Slightly bigger than cozy.

"Good opportunity to buy in (pick a town name)
This is the most heinous property in town, but you'll be in a good school district.

"Gleaming hardwood floors'
The current owner spent "dray hundert" ($300) to polyurethane the floors, but the foundation is crumbling.

"Priced to sell"
"Bilik"--cheap. The last 5 digits of the price are 99,999. Note: A research team at Cornell Univ. found that people in S. Florida will pay more for a house if its listing price does NOT end in a bunch of zeros.

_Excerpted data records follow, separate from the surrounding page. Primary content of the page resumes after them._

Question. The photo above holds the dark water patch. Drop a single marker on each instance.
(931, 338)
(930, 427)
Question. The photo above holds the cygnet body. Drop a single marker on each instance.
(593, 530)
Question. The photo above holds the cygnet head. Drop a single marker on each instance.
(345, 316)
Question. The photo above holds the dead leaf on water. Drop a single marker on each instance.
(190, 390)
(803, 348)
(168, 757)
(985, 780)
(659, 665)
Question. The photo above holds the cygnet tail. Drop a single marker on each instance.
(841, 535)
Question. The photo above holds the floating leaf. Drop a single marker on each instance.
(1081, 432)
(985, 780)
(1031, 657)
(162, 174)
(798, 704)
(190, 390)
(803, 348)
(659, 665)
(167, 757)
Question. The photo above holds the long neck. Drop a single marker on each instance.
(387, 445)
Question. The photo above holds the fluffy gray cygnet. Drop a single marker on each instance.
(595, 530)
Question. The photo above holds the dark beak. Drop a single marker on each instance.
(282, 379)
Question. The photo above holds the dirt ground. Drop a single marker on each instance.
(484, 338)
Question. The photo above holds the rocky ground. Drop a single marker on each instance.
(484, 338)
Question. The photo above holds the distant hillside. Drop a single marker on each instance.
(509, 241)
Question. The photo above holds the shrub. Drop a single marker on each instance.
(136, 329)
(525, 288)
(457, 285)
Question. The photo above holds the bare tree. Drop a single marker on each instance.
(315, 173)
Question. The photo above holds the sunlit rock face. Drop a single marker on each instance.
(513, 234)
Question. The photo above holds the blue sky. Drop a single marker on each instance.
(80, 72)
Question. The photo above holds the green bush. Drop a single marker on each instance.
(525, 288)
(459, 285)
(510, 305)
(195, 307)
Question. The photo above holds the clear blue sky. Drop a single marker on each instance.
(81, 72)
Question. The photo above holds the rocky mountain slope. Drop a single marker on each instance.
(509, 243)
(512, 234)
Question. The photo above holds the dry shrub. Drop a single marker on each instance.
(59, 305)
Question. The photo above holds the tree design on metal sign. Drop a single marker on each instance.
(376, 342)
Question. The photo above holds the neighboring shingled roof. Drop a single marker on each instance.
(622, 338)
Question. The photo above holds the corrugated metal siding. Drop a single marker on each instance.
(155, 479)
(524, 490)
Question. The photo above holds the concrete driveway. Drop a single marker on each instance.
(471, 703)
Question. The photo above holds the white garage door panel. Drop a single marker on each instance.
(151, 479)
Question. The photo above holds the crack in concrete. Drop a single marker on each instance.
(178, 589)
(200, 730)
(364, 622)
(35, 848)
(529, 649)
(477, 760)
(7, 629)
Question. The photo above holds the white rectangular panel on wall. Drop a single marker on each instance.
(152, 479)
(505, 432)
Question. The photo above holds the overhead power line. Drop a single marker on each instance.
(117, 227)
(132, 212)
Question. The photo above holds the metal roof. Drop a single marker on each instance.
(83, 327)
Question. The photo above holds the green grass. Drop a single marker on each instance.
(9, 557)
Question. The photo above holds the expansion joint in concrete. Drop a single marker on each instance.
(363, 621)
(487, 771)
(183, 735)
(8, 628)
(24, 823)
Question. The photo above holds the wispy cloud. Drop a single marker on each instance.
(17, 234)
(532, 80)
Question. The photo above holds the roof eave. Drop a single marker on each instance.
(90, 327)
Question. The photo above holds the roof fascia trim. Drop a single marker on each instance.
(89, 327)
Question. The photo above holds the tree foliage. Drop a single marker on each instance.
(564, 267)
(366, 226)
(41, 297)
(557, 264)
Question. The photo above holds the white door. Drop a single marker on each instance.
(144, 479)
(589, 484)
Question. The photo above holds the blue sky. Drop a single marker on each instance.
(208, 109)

Price the house at $325,420, rather than $326,000.

"Needs updates"
The appliances bought before 1950, and include a 1948 "fridzhider" and an old Maytag hand-cranked wringer washer, circa 1950.

"New roof"
The house needs new siding and major structural work.

"Zunik" (sunny)
The hours needs a new roof.

"Commuters dream'
"Der tsug' (the train) runs 3 feet behind your house, once an hour, and every 20 minutes during rush hour.

Near public transportation
The train station is only 5 miles away, but the only road to it is a toll road, and there's a $20 a day charge for parking at the station.

"Needs cosmetics"
The roof has holes in it, the walls have been eaten by termites, and the foundation is crumbling.

"Awaiting decorator's touch"
See "Needs cosmetics" and add 20 gallons of paint.

"New construction"
Every home in the cul-de-sac looks exactly alike.

"Colonial"
Our drive-by at 45 mph. confirmed that the place has 4 walls and a roof.

"Rustic"
The house does not have plumbing or "elektre" (electricity).

"Convenient"
The house is next-door to a shopping mall and across the street from a Solomon Schechter school, which means you have to wait 20 minutes to pull out of your driveway in "der frimorgn" (the morning).

"Nestled in the pines"
This house is toast in the next forest fire.

"Rushing stream on the property"
You're in the flood plain, baby.

"Seasonal access"
You can't get to it eight months out of the year.

"Airy bathroom"
An outhouse.

"Natural home exterior"
The house hasn't been painted since Eisenhower was president.

"Abundant local wildlife found on property"
The local high school kids use the property for their weekend keggers.

"Walk2Shul.com"
An online real-estate listing service that specializes in properties situated within one-and-a-half miles of an Orthodox synagogue.
________
Marjorie Gottlieb Wolfe is obsessed with real estate and home design. She's looking for an apartment in Manhattan that can be described as "Your oasis in the sky."